Here's just a taste of the interview...
Religion is hard work. It's an art form. It's a way of finding meaning, like art, like painting, like poetry, in a world that is violent and cruel and often seems meaningless. And art is hard work. You don't just dash off a painting. It takes years of study. I think we expect religious knowledge to be instant. But religious knowledge comes incrementally and slowly. And religion is like any other activity. It's like cooking or sex or science. You have good art, sex and science, and bad art, sex and science. It's not easy to do it well.So how should we approach the sacred texts? How should we read them?

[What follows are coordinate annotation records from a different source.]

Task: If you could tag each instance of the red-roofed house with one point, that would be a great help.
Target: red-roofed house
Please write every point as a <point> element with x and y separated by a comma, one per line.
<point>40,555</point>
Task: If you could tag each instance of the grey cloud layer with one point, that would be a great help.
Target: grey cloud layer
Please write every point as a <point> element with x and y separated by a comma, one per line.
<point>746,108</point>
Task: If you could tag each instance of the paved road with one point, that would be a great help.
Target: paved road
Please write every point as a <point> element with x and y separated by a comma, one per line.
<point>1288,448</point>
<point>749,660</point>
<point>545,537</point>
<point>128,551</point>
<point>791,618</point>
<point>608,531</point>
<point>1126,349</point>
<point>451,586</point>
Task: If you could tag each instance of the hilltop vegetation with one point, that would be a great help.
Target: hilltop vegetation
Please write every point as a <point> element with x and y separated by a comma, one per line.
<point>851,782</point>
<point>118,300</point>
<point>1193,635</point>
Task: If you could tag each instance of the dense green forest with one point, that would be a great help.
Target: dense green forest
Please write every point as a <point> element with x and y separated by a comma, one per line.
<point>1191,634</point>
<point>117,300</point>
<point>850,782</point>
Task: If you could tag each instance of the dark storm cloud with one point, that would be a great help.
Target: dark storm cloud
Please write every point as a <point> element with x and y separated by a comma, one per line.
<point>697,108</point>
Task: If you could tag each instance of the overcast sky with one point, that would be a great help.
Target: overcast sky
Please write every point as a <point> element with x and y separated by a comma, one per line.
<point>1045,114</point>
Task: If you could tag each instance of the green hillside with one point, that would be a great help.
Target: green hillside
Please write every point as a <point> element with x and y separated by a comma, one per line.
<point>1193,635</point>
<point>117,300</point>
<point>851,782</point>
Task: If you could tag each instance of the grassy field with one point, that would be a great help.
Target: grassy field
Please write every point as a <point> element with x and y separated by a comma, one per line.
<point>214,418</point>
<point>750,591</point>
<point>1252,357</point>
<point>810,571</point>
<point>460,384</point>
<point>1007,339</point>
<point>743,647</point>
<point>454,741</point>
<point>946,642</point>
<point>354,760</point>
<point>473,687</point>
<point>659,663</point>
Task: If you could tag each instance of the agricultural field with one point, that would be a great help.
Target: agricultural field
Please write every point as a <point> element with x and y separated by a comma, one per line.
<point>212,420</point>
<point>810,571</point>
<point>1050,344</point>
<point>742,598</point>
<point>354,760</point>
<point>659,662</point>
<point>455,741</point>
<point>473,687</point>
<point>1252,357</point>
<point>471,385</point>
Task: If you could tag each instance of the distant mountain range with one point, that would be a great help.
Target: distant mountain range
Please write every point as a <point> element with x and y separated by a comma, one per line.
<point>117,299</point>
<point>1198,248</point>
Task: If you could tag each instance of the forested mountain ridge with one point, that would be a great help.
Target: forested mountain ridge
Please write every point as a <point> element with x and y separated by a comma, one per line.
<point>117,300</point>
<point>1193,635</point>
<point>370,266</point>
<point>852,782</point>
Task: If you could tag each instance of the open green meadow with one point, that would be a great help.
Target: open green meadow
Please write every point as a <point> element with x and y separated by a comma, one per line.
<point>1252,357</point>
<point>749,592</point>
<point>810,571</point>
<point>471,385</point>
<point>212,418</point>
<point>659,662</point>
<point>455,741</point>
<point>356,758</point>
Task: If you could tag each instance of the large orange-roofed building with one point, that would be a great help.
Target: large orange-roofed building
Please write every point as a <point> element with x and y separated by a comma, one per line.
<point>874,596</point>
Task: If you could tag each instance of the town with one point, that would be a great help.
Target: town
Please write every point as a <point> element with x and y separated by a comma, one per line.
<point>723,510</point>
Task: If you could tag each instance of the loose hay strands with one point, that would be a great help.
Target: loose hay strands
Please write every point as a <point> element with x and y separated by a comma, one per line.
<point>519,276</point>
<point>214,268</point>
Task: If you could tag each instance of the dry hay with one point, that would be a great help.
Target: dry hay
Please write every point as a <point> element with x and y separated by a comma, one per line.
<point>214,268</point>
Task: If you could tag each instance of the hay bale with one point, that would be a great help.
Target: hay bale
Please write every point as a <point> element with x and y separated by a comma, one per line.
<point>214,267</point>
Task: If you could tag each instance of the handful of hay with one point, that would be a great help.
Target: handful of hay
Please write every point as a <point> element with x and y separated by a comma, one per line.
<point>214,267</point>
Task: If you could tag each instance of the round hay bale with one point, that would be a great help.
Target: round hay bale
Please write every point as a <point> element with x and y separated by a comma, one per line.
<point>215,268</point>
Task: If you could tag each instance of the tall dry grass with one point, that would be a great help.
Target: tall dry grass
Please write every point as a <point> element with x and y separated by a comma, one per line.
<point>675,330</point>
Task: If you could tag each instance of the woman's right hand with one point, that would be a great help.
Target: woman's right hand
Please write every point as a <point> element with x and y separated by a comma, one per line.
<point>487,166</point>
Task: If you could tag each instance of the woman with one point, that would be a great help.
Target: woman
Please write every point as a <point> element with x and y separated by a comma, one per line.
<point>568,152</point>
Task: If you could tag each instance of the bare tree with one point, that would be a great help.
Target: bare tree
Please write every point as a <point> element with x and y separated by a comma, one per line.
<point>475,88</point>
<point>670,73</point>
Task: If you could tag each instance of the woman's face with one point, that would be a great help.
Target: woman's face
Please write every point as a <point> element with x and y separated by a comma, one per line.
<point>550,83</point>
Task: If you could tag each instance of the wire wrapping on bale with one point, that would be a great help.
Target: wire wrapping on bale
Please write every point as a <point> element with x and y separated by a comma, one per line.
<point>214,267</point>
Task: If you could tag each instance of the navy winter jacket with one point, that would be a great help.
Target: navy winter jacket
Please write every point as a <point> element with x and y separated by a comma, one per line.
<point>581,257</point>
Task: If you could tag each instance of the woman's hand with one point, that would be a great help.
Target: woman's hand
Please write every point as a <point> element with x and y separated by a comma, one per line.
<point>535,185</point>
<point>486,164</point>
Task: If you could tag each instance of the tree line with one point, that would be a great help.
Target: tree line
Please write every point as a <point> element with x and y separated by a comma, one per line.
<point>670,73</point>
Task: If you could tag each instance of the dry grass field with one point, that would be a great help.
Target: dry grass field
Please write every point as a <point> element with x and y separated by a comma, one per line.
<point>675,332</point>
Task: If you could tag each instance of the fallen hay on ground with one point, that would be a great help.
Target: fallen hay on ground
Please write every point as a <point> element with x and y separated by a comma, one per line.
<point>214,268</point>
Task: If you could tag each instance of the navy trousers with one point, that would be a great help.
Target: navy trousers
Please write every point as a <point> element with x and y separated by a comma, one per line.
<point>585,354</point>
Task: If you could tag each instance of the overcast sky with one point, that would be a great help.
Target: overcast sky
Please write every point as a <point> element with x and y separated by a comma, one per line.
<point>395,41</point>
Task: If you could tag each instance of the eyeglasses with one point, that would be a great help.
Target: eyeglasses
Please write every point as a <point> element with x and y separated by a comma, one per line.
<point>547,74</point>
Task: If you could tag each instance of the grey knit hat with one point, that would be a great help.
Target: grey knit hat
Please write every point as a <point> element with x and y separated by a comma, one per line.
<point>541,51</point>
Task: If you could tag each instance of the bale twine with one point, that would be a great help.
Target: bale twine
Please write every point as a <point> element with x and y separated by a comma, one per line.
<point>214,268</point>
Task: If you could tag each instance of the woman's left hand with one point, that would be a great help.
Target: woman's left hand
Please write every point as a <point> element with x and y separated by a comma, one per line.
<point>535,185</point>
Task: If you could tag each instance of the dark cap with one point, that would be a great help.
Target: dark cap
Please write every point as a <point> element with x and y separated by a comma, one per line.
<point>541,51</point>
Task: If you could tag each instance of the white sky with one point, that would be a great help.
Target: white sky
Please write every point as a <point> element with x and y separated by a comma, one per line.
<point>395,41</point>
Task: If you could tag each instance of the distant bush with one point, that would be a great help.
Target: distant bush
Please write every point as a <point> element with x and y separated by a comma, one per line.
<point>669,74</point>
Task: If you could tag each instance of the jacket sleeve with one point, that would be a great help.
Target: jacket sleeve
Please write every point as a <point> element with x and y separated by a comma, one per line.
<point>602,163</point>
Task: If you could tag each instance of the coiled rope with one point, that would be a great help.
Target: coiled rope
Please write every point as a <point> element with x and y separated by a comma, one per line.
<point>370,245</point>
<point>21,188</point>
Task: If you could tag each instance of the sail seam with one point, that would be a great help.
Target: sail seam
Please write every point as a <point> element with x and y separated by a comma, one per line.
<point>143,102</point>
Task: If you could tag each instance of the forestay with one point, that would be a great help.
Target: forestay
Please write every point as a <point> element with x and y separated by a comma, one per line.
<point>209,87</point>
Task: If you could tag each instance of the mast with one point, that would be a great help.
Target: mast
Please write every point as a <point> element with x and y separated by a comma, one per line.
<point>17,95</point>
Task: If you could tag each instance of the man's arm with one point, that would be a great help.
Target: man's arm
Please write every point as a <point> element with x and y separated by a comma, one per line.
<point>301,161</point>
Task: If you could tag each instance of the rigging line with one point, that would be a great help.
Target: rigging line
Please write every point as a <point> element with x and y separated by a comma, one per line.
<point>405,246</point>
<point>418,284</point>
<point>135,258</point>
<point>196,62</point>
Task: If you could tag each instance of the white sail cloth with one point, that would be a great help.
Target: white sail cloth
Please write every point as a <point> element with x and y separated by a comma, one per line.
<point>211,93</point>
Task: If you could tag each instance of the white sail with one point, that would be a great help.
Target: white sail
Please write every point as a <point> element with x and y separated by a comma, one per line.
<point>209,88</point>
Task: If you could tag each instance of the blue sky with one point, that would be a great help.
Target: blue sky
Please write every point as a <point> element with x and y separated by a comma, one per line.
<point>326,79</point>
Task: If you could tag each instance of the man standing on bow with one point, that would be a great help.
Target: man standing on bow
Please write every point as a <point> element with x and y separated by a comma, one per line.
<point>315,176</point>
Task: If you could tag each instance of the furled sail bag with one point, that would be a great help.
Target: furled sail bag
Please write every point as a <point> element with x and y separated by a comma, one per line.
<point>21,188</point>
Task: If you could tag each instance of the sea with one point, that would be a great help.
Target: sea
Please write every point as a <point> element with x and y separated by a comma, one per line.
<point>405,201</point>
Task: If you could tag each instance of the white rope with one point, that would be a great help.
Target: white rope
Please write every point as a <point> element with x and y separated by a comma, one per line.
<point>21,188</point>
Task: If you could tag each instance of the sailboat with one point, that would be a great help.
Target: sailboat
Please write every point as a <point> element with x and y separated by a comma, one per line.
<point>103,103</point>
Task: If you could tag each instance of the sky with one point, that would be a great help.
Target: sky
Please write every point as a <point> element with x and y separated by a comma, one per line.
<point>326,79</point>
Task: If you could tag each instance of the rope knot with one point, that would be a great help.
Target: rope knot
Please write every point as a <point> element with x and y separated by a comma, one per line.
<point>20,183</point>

Sacred texts have traditionally been a bridge to the divine. They're all difficult. They're not a simple manual - a how-to book that will tell you how to gain enlightenment by next week, like how to lose weight on the Atkins diet. This is a slow process. I think the best image for reading scripture occurs in the story of Jacob, who wrestles with a stranger all night long. And in the morning, the stranger seems to have been his God. That's when Jacob is given the name Israel - "one who fights with God." And he goes away limping as he walks into the sunrise. Scriptures are a struggle.
Is faith a struggle?
Well, faith is not a matter of believing things. That's again a modern Western notion. It's only been current since the 18th century. Believing things is neither here nor there, despite what some religious people say and what some secularists say. That is a very eccentric religious position, current really only in the Western Christian world. You don't have it much in Judaism, for example.
But it's not surprising that religion has become equated with belief because these are the messages we hear as we grow up, regardless of our faiths.
We hear it from some of them. And I think we've become rather stupid in our scientific age about religion. If you'd presented some of these literalistic readings of the Bible to people in the pre-modern age, they would have found it rather obtuse. They'd have found it incomprehensible that people really believe the first chapter of Genesis is an account of the origins of life.